Again, the country has never been asked.
Is Great Britain any less a nation than Scotland, Wales or England? Does Great Britain not have a clear identity – clear enough to this writer at least as will be discussed later – with a long (300 years is a reasonable chunk of time) and reasonably distinguished history?
Great Britain is a nation. Other identities – English, Welsh, Scottish, Jewish, Muslim, Sikh etc. can proudly co-exist and thrive alongside. With independence, the identities are asked to compete and voters to decide on which identity should prevail; creating division and antagonism.
Self-determination should apply as much to Great Britain as any of its constituent parts.
The fact remains that the UK Parliament delegated powers for an independence referendum to the Scottish Parliament but, unlike devolution, the only MPs who could claim to have a mandate on this great constitutional issue were six Scottish Nationalists.
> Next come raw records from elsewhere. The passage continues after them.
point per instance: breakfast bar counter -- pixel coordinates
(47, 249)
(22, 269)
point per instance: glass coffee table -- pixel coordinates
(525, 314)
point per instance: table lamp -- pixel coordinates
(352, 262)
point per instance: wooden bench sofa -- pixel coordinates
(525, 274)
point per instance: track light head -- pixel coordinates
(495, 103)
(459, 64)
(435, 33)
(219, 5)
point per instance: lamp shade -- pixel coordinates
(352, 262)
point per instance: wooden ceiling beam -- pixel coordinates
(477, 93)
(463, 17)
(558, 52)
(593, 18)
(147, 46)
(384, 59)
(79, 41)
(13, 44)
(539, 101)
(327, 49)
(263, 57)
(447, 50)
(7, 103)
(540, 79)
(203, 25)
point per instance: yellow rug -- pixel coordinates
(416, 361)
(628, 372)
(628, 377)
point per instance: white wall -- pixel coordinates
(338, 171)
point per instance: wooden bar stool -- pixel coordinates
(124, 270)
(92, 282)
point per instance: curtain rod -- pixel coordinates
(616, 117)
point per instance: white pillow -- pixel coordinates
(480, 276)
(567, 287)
So, is it fair on voters that neither side is prepared to admit that, whilst technically legal, the referendum itself may not have been valid?
No matter how well intentioned, Westminster made a critical constitutional decision without the electorate’s consent. It is a shame that MPs didn’t feel they could trust their constituents and seek a mandate for the greatest constitutional question in 300 years.
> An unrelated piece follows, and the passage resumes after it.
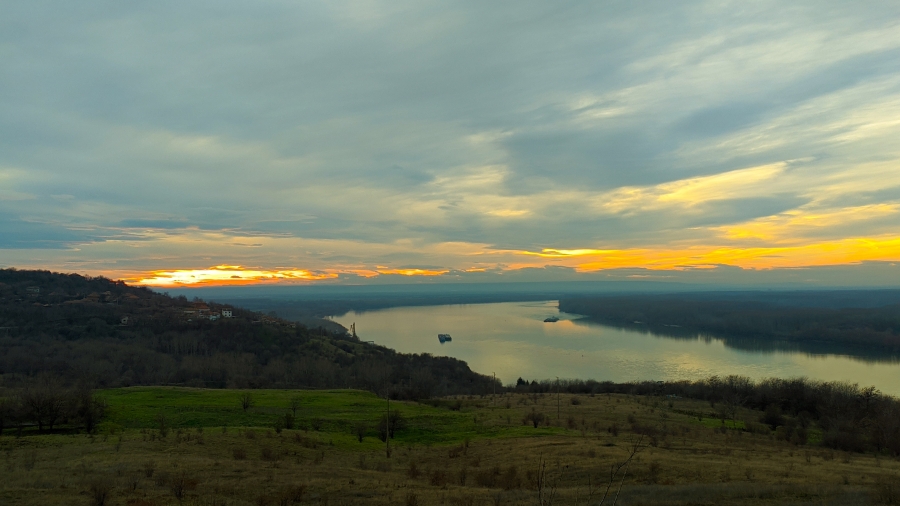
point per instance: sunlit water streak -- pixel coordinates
(512, 340)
We don’t have a written constitution as we have always relied on the good sense of the people and our elected representatives. Whilst we can have every confidence in the former, we are now less sure about the latter. The humble thing to do would be for Parliament to apologise to the electorate.
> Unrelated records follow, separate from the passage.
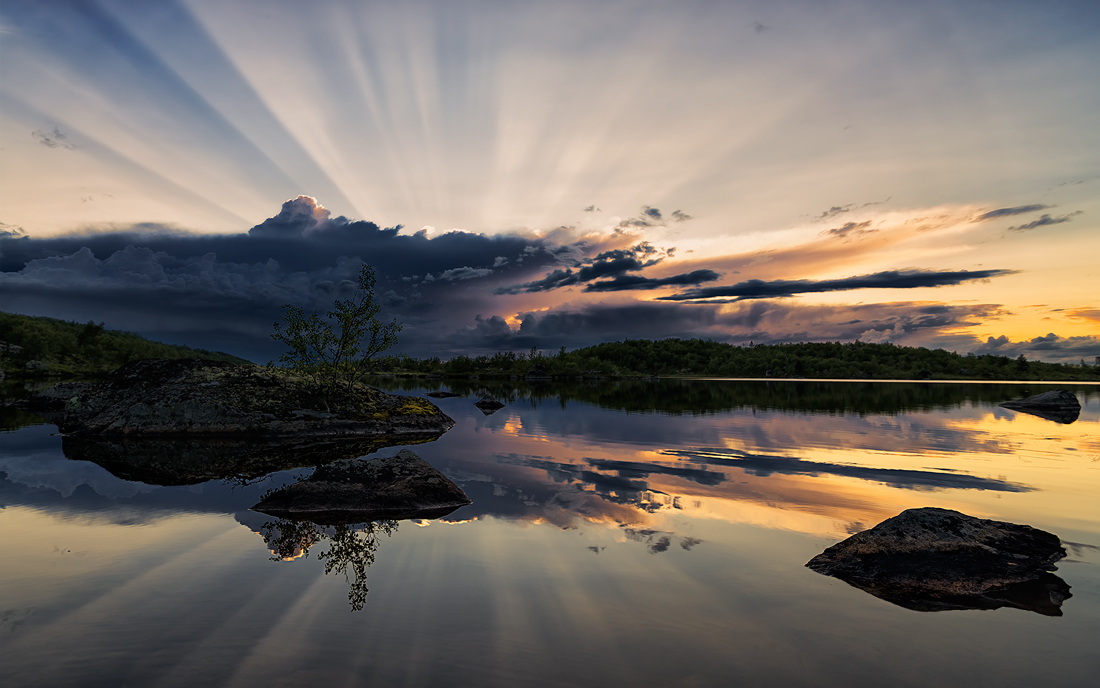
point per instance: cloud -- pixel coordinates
(1049, 347)
(1010, 211)
(888, 280)
(849, 228)
(297, 217)
(1085, 314)
(624, 283)
(1046, 219)
(765, 465)
(54, 139)
(464, 273)
(607, 264)
(835, 210)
Democracy and Great Britain are both at risk of having been holed below the water line. Parliament may have come to the right decision in authorising the referendum, but they did so by taking the rest of the country for granted. They cut out the middle man.
For the sake of our democracy and the future harmony within Great Britain, it is the duty of every voter to insist on a satisfactory answer from his or her MP to the following question:
“On what authority did you vote on the future of Great Britain?”
Let us hope they have the humility and courage to answer.